Language, boundary, and proximity
Language is not just words. It is any system of human expression: speaking, writing, creating, symbolizing, connecting. Every form of expression attempts to partially bridge the gap between internal experiences.
But language never fully captures the original experience. That is why it functions simultaneously as a bridge, and a boundary. It reduces distance, but does not eliminate it.
Perhaps that is why many profound experiences can only be suggested through atmospheres, fragments, art, silences, metaphors, emotional rhythms, or shared presence. Not necessarily because of a lack of intellectual precision, but because certain dimensions of consciousness naturally exceed language’s representational capacity.
And yet, human connection remains possible.
Perhaps because fully understanding the other was never the true condition of human connection. Perhaps deep connection occurs when two consciousnesses manage to partially bridge the distance that inevitably separates them. Not through total equivalence, but through genuine presence.
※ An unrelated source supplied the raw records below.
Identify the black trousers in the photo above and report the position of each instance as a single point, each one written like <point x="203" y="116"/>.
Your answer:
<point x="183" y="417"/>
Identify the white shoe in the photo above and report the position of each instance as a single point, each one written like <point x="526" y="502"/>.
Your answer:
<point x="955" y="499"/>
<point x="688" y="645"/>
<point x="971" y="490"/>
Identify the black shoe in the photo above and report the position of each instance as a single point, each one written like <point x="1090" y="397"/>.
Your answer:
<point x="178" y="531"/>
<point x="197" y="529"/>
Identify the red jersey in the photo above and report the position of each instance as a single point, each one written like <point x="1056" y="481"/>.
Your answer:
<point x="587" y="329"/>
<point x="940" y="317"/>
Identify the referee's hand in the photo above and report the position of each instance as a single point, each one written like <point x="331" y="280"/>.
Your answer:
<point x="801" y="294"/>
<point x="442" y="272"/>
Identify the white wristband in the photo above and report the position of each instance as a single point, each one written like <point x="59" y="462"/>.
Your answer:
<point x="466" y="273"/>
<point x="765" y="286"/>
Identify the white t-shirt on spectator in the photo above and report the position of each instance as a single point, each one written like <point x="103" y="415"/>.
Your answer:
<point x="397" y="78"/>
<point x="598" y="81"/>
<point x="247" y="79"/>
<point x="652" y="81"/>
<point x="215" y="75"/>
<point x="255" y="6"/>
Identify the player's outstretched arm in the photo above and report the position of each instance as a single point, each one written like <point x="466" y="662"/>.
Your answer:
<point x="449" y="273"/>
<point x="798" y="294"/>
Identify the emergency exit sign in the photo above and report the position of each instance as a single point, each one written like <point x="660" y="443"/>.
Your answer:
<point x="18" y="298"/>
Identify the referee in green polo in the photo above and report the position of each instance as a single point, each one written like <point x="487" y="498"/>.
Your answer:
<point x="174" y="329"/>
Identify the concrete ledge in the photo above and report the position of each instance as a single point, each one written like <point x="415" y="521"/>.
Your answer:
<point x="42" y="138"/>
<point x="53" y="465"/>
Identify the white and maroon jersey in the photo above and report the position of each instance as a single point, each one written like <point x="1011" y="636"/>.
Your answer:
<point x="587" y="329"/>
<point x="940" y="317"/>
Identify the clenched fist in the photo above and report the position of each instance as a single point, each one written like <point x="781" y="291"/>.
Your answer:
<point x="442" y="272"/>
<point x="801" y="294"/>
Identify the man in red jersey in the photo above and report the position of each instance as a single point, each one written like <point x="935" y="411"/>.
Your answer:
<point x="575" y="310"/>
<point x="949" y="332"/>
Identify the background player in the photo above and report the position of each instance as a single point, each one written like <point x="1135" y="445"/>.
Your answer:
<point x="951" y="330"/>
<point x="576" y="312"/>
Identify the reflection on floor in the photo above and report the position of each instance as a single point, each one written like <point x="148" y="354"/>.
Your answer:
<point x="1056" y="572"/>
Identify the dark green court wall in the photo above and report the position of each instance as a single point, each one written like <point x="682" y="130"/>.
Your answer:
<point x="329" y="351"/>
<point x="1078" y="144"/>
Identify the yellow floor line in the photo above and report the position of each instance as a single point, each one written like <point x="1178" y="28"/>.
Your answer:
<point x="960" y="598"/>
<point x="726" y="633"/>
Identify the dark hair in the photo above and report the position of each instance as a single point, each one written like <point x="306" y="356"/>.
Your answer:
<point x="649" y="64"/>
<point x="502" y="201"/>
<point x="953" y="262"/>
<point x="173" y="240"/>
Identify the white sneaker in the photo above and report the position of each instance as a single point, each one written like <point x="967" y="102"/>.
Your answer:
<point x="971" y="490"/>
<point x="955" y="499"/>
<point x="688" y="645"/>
Distance as a human condition
The distance between minds seems inevitable.
We will never be able to fully convey an inner experience. We will never be able to fully perceive another person. There will never be a perfect equivalence between consciousness, language, and perception.
But that does not render human connection meaningless. On the contrary. Perhaps precisely because total equivalence is impossible: listening matters, creating matters, translating matters, trying to understand matters, building a shared language matters.
Much of contemporary suffering seems to arise when certain perceptual limitations are interpreted as a denial of reality.
But inner life does not need to become completely external to be legitimate. Its reality does not depend entirely on how much can be perceived from the outside. And perhaps one of the deepest forms of human connection occurs precisely when, even knowing that we can never fully share a consciousness, we continue to try to draw closer.
Not to eliminate the distance, but to partially reduce it.
Because perhaps an essential part of the human experience lies precisely in that continuous attempt to bridge the gap between inevitably distinct inner worlds.